Endometriosis - vagina and rectum

Case contributed by Glen Lo
Diagnosis almost certain

Presentation

Nodule of endometriosis suspected in pouch of Douglas at time of a prior benign surgery.

Patient Data

Age: 35
Gender: Female

ANTERIOR COMPARTMENT: normal.

MIDDLE COMPARTMENT:

Uterus: Anteverted anteflexed 88 mm long with normal morphology. Endometrium 8 mm thick and regular. No myometrial lesion. Posterior cervical 13 mm unilocular T1 bright T2 dark Nabothian cyst.

Ovaries: normal. Right ovary 4 follicles. Left ovary 3 follicles and 21 mm follicular cyst.

Fallopian tubes: normal.

POSTERIOR COMPARTMENT:

At 113 mm from anal opening posterior to the torus there is a mid rectal linear 20 x 4 mm T2 decreased bowel endometriosis without bowel distortion or focal T1 hyperintensity, connecting by a thin T2 dark fibrotic band isthmus to a posterior vagina/left uterosacral ligament 20 mm nodule. This obliterates the PoD.

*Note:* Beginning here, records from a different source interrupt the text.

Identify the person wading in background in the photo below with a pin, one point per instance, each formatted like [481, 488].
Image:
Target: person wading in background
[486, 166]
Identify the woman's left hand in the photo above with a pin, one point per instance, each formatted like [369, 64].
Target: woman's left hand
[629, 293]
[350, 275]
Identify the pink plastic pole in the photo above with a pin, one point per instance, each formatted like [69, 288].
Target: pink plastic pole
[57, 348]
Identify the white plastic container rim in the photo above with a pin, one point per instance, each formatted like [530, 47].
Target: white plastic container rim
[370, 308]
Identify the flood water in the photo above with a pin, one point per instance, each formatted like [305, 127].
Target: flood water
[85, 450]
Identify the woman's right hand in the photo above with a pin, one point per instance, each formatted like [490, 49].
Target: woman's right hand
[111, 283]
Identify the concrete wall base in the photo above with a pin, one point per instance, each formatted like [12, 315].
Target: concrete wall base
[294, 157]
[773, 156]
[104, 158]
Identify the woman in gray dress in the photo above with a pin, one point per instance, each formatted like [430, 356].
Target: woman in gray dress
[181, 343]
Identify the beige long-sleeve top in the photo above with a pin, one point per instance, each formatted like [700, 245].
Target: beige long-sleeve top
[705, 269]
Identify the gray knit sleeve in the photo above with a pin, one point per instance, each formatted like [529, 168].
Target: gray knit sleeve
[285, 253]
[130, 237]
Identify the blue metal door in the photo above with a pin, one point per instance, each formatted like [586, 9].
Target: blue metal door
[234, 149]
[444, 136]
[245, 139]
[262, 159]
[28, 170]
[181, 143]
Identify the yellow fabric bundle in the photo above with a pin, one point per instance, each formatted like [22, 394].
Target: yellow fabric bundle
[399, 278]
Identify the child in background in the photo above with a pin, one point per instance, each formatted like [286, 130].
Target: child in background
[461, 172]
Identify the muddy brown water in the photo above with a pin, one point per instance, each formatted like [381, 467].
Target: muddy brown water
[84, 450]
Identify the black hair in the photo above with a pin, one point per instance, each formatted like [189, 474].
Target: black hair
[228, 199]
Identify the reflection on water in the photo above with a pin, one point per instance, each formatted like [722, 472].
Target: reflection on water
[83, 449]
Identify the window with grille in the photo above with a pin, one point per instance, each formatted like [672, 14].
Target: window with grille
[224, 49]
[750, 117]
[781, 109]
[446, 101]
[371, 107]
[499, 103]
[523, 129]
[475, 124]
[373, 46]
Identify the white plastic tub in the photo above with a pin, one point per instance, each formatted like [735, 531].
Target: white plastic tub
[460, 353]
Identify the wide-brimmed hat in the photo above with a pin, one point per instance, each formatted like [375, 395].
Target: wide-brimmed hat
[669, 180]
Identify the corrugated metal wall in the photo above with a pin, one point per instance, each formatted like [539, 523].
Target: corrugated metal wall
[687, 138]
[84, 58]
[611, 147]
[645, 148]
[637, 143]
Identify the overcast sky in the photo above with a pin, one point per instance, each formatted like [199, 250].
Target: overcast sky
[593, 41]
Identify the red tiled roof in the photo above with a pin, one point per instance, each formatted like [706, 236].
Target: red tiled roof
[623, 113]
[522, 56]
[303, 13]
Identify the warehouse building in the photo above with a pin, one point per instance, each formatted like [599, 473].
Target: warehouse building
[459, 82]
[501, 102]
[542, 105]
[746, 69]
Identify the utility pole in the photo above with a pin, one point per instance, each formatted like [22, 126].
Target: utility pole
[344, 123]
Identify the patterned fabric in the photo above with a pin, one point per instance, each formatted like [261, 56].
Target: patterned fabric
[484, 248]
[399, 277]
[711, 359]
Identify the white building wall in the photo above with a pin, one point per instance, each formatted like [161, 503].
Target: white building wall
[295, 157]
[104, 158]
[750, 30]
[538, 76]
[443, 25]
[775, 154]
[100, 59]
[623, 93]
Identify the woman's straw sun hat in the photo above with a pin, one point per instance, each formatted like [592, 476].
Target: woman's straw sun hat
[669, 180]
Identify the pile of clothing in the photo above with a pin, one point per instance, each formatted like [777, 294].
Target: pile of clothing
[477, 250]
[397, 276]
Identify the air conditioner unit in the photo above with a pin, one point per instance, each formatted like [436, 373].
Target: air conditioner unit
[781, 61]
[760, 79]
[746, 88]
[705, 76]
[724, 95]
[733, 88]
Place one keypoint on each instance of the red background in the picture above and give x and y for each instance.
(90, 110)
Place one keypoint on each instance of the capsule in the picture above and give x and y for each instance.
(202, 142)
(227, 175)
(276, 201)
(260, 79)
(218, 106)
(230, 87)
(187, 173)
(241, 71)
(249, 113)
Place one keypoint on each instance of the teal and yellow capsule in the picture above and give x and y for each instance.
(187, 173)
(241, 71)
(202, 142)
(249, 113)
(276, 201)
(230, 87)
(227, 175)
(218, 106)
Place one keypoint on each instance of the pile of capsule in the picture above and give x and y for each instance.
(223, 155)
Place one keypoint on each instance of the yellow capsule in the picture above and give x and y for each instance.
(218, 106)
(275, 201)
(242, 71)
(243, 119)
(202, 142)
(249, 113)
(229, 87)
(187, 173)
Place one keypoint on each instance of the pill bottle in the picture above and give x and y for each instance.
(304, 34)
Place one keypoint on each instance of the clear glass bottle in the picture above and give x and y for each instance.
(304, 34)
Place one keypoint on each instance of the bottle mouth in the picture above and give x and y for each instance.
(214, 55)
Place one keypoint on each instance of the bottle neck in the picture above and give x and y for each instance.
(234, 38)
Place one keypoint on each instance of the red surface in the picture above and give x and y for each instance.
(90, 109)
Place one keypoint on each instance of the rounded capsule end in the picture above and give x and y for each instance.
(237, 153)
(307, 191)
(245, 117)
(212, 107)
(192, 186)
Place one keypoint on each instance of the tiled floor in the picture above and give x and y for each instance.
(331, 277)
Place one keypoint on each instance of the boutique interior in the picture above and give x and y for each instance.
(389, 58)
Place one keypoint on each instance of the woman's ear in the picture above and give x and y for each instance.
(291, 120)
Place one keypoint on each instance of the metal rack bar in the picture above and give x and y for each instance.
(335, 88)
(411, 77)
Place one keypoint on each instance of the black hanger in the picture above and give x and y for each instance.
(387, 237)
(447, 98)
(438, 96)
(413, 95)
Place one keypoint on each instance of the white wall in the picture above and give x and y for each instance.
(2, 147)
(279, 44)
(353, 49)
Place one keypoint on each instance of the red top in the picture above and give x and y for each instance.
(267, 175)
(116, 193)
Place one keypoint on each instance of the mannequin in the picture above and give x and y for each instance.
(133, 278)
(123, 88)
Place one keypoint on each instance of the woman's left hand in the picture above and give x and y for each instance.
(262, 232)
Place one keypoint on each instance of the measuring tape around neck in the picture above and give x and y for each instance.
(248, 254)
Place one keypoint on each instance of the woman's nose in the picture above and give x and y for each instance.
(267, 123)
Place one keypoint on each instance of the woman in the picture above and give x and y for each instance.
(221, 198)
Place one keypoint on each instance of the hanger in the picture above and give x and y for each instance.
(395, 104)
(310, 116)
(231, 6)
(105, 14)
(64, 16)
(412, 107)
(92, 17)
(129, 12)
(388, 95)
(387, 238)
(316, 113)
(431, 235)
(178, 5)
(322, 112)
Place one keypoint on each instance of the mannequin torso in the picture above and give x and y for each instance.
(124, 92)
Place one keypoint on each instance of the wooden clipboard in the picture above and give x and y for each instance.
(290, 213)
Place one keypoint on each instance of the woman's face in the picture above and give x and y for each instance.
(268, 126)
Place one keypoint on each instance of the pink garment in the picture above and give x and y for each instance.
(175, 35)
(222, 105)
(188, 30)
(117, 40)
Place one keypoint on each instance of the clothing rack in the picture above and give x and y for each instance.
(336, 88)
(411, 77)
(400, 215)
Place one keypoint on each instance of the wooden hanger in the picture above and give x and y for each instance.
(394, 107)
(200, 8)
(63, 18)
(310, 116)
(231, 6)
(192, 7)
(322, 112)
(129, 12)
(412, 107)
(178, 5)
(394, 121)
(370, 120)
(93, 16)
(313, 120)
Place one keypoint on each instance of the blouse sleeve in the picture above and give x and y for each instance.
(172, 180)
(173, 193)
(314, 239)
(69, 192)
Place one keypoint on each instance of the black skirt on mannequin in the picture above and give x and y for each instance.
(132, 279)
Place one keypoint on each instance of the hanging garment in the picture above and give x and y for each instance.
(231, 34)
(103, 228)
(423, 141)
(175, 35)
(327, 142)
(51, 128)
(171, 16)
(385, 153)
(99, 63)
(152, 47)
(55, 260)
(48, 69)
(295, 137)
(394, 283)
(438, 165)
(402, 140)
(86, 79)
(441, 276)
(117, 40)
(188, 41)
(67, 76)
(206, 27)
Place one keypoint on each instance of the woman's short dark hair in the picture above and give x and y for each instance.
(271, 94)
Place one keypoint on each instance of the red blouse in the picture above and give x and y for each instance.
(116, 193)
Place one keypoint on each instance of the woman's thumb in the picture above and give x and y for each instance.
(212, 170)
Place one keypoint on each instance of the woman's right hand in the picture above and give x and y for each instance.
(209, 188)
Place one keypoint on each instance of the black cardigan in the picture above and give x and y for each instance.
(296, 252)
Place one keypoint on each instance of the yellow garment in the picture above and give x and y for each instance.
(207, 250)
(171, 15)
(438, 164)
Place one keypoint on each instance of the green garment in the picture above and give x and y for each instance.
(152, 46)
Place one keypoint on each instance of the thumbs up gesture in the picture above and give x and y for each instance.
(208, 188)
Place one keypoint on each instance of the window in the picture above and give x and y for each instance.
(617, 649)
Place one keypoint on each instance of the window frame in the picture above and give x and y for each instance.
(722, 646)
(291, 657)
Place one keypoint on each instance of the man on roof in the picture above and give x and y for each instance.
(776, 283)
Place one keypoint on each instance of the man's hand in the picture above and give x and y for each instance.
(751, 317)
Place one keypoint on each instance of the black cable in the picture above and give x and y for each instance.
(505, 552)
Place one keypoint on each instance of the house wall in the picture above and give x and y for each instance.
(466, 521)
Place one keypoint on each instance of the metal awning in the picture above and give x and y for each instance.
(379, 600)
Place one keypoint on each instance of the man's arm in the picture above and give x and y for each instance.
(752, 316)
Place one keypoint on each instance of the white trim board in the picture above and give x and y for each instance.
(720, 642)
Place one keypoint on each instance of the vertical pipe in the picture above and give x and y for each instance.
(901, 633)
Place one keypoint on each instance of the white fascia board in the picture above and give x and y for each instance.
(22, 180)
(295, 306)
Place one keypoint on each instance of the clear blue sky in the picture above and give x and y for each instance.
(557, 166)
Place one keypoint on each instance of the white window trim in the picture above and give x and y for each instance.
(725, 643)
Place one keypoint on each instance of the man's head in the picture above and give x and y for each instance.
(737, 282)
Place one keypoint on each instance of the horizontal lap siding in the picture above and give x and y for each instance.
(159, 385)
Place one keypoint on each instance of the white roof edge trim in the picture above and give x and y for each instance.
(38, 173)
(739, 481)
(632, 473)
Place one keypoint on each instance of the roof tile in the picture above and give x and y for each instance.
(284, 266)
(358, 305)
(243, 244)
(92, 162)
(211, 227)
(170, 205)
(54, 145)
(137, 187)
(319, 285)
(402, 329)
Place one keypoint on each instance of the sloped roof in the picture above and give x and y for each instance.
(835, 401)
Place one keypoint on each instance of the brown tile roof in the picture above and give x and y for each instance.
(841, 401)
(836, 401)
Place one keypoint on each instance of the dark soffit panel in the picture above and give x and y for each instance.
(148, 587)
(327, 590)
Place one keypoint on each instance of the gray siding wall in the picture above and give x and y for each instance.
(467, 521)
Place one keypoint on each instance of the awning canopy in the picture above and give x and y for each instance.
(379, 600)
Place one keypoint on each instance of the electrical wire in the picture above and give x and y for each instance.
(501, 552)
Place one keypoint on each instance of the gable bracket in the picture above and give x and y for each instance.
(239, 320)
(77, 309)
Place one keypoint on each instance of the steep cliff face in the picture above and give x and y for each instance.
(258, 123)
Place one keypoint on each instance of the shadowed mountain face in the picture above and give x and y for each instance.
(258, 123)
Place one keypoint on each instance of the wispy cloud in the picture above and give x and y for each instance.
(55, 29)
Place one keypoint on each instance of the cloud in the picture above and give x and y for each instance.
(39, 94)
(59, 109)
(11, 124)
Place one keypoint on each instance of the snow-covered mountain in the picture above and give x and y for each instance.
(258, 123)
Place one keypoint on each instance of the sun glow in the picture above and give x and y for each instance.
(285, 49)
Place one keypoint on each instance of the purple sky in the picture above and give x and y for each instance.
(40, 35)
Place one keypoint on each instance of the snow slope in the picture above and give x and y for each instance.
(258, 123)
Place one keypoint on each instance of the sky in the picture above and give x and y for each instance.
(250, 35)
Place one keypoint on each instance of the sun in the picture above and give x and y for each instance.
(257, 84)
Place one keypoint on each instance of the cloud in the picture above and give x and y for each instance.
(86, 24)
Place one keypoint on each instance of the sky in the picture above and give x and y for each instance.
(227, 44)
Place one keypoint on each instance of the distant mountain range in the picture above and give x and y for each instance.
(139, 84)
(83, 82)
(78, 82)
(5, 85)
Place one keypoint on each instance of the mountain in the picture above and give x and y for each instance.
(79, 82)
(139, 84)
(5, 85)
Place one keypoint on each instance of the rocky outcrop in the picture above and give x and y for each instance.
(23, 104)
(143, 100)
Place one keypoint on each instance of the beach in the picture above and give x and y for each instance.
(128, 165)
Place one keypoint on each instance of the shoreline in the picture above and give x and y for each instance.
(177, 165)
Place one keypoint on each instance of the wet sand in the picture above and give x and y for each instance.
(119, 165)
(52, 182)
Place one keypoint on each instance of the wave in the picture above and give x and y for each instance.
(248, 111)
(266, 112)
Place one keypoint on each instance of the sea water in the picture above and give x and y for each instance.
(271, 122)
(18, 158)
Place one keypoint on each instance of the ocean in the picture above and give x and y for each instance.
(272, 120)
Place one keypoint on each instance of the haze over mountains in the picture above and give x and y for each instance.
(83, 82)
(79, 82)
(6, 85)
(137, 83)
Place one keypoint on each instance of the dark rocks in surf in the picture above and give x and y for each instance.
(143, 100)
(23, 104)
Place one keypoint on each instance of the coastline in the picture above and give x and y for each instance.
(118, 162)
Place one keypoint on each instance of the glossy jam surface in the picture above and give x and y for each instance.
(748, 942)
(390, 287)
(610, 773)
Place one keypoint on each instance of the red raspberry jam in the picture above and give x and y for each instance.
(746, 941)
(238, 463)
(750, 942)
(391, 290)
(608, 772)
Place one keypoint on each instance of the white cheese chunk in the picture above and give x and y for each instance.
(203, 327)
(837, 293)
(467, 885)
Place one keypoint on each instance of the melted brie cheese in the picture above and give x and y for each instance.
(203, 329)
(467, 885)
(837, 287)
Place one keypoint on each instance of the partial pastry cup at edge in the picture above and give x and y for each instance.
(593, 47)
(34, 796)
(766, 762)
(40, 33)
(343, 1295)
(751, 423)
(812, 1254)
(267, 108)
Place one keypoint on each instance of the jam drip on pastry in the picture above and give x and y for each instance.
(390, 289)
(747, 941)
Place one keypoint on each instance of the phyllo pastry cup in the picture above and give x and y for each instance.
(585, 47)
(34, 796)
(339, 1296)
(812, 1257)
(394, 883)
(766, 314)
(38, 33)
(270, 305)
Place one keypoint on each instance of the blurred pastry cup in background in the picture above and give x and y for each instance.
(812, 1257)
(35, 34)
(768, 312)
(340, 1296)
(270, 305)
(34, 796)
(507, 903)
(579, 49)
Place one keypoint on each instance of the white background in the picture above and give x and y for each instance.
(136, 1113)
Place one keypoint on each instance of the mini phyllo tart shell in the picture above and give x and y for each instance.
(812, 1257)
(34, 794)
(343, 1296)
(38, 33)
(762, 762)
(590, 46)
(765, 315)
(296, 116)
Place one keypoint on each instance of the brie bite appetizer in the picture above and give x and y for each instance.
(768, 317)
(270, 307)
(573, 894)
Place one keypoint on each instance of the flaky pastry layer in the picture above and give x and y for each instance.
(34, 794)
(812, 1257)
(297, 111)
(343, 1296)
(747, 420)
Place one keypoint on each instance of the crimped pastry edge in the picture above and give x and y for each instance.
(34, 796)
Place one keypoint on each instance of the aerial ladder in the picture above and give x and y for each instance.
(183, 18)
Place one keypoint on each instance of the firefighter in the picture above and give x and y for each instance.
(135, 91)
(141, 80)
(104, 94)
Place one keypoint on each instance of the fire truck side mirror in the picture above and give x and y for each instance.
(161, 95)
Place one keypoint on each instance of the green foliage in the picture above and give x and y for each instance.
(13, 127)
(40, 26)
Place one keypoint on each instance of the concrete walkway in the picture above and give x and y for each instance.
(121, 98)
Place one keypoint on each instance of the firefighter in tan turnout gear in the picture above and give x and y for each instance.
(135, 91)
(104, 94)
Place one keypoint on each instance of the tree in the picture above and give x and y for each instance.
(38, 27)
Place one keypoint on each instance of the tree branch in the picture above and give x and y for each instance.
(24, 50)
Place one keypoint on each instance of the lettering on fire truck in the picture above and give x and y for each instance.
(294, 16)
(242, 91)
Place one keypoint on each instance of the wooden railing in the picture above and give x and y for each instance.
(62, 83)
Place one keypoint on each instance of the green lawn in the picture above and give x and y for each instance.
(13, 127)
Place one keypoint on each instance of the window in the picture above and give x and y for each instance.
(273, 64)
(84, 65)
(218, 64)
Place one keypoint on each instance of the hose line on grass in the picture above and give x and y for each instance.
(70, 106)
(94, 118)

Rectovaginal septum: normal.

Case Discussion

This MRI shows subtle linear mid rectal bowel endometriosis.

Perception is aided by looking for butterfly shapes - wings connecting rectum and vaginal vault or uterine torus or cervix.

Emphasis on comparison to prior transvaginal ultrasound, especially subspecialist gynecologist sonologist scans specifically for endometriosis, on reporting pelvic MRI to avoid reporting false negative studies for subtle but real findings (this PoD endometriosis was seen at surgery prior to imaging, prompting the imaging to map disease).